2. Une politique fiscale contraire à celle de nos concurrents

S'il est exact que le poids des impôts directs pèse comparativement moins sur les entreprises françaises que sur leurs concurrentes, les récentes mesures urgentes à caractère fiscal et financier (MUFF) adoptées par l'Assemblée nationale en dernière lecture le 21 octobre dernier vont dans le sens d'un accroissement des charges fiscales directes des entreprises.

En effet, en portant le taux de l'impôt sur les sociétés à 41,66 %, la contribution temporaire de 15 % sur le taux de l'impôt sur les sociétés place la France au troisième rang des pays européens juste derrière l'Italie et l'Allemagne. Mais, il importe d'observer que le taux italien de l'impôt sur les sociétés (53,2 %) incorpore, outre le taux de l'imposition d'Etat de 37 %, un taux d'imposition locale de 16,2 %. Quant à l'Allemagne, elle distingue entre bénéfice distribué, taxé au taux de 30 %, et bénéfice non distribué imposé au taux de 45 %. A ces deux taux, s'ajoute une surtaxe de solidarité de 7,5 % portant le taux marginal à 48,37 %.

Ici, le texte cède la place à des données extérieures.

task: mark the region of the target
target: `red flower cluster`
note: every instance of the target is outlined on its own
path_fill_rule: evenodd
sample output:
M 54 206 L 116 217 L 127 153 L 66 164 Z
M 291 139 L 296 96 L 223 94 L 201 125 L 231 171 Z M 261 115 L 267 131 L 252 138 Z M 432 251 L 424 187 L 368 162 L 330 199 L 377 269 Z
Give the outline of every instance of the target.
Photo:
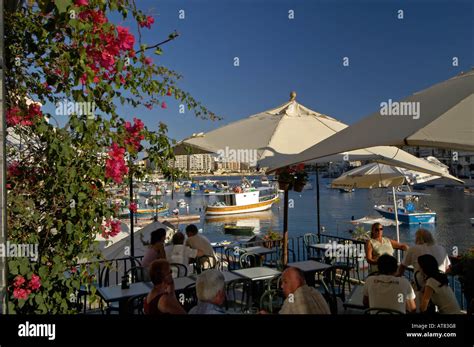
M 99 36 L 97 42 L 85 46 L 88 57 L 87 66 L 94 72 L 94 83 L 103 79 L 114 80 L 116 74 L 120 74 L 121 83 L 125 83 L 122 71 L 117 71 L 116 64 L 124 52 L 127 52 L 130 57 L 135 56 L 133 50 L 135 37 L 128 28 L 114 27 L 113 25 L 104 26 L 103 24 L 108 23 L 108 19 L 100 10 L 85 10 L 79 14 L 79 18 L 82 21 L 93 23 L 92 32 Z M 126 67 L 123 70 L 126 70 Z M 86 73 L 81 76 L 80 81 L 82 84 L 86 84 Z
M 151 29 L 151 25 L 153 23 L 155 23 L 155 18 L 153 18 L 152 16 L 147 16 L 144 21 L 141 21 L 138 24 L 140 25 L 141 28 L 147 27 L 148 29 Z
M 74 0 L 74 5 L 76 6 L 87 6 L 89 5 L 88 0 Z
M 137 213 L 137 209 L 138 209 L 137 203 L 136 202 L 130 203 L 130 205 L 128 206 L 128 209 L 133 213 Z
M 14 177 L 19 175 L 21 175 L 20 163 L 17 161 L 11 162 L 7 168 L 7 176 Z
M 22 114 L 21 109 L 18 106 L 15 106 L 7 110 L 7 125 L 15 126 L 19 124 L 31 126 L 41 117 L 43 117 L 43 113 L 41 112 L 41 106 L 38 104 L 30 104 L 26 114 Z
M 143 122 L 138 118 L 133 118 L 133 126 L 130 122 L 125 122 L 125 130 L 127 131 L 125 143 L 131 145 L 134 151 L 140 149 L 140 142 L 145 138 L 142 134 L 144 128 Z
M 109 150 L 109 157 L 105 163 L 105 177 L 111 178 L 115 183 L 122 183 L 123 176 L 128 173 L 128 167 L 125 165 L 125 149 L 112 143 Z
M 18 275 L 13 282 L 13 297 L 19 300 L 26 300 L 32 291 L 38 291 L 41 288 L 41 279 L 38 275 L 31 275 L 31 280 L 26 284 L 26 279 Z
M 120 220 L 110 220 L 105 222 L 105 226 L 102 226 L 102 236 L 106 239 L 114 237 L 120 232 Z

L'augmentation de l'impôt sur les sociétés diverge non seulement de la tendance suivie jusqu'à présent par la France, mais également de la tendance européenne à la diminution des charges pesant sur les entreprises.

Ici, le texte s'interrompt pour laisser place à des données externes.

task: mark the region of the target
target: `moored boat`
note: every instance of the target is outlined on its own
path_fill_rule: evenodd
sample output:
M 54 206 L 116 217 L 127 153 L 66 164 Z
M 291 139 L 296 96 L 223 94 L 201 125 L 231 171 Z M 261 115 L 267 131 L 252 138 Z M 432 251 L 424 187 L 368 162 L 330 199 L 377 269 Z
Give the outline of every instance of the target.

En effet, il convient de rappeler que le taux de l'impôt sur les sociétés avait progressivement été porté de 42 % à 33,1/3 % entre 1989 et 1993.

Cette réforme s'était organisée autour de trois axes :

- une baisse régulière du taux de l'impôt qui a ainsi été ramené par étapes de 50 % en 1985 à 33,1/3 % en 1993 ;

- un élargissement de l'assiette, par l'intégration dans la base taxable au taux normal de différents produits de placements financiers bénéficiant auparavant du régime des plus-values ;

- la mise en place de régimes spécifiques (fiscalité de groupe notamment) qui ont contribué à moderniser de façon importante notre législation et à la rendre plus attractive, notamment au regard de nombreux dispositifs étrangers.

Il est pour le moins paradoxal que la France renonce à la position compétitive à laquelle elle était parvenue sur l'impôt sur les sociétés au moment où nos principaux partenaires économiques suivent l'exemple initialement donné par la France en réduisant substantiellement la fiscalité pesant sur leurs entreprises . Ainsi, l'Italie vient-elle d'annoncer l'institution d'un taux de taxation réduit pour les bénéfices réinvestis. L'Allemagne prévoit d'harmoniser la fiscalité des bénéfices distribués et non distribués pour les ramener de 30 et 28 % en 1998 puis au taux unique de 25 % en 1999. Enfin, la Grande-Bretagne a ramené son taux d'imposition marginal de 33 à 31 % et prévoit de substituer un taux unique au régime progressif actuel.

De surcroît, la taxation au taux de droit commun des plus-values à long terme 14( * ) va à contre-courant des législations fiscales de la plupart de nos partenaires économiques.

En effet, les plus-values sur cessions d'actifs immobilisés réalisées par les entreprises bénéficient, dans la généralité des pays, d'un régime d'imposition particulier, ces profits étant, compte tenu de leur nature propre, soit soumis à un taux d'imposition réduit lorsque l'actif cédé est détenu depuis un certain temps par l'entreprise au moment de sa cession, soit exonérés sous condition de remploi. Les Etats-Unis, le Japon et la Belgique ont, de façon presque constante appliqué la première de ces solutions, alors que l'Allemagne, l'Espagne, les Pays-Bas et la Grande-Bretagne retiennent au contraire la seconde.

En outre, certains régimes étrangers de sociétés-holdings existant aux Pays-Bas et, dans une moindre mesure, au Luxembourg, en Belgique et dans certains cas en Allemagne, exonèrent totalement les plus-values sur les cessions de participations.

La suppression du régime de taxation réduite des plus-values en France place ainsi nos entreprises en situation anti-concurrentielle.

Il importe d'ailleurs de noter que sur le critère fiscal jugé comme important par nombre de répondants interrogés par BIPE Conseil et Price Waterhouse, la position de la France est jugée globalement mauvaise, voire très mauvaise . Il convient de noter une différence entre les industriels français et étrangers sur ce point : 67 % des industriels étrangers interrogés jugent ce critère important contre 42 % des Français, et parmi ceux pour lesquels ce critère est important, seuls 15 % des étrangers jugent la fiscalité française attractive, contre 22 % des Français.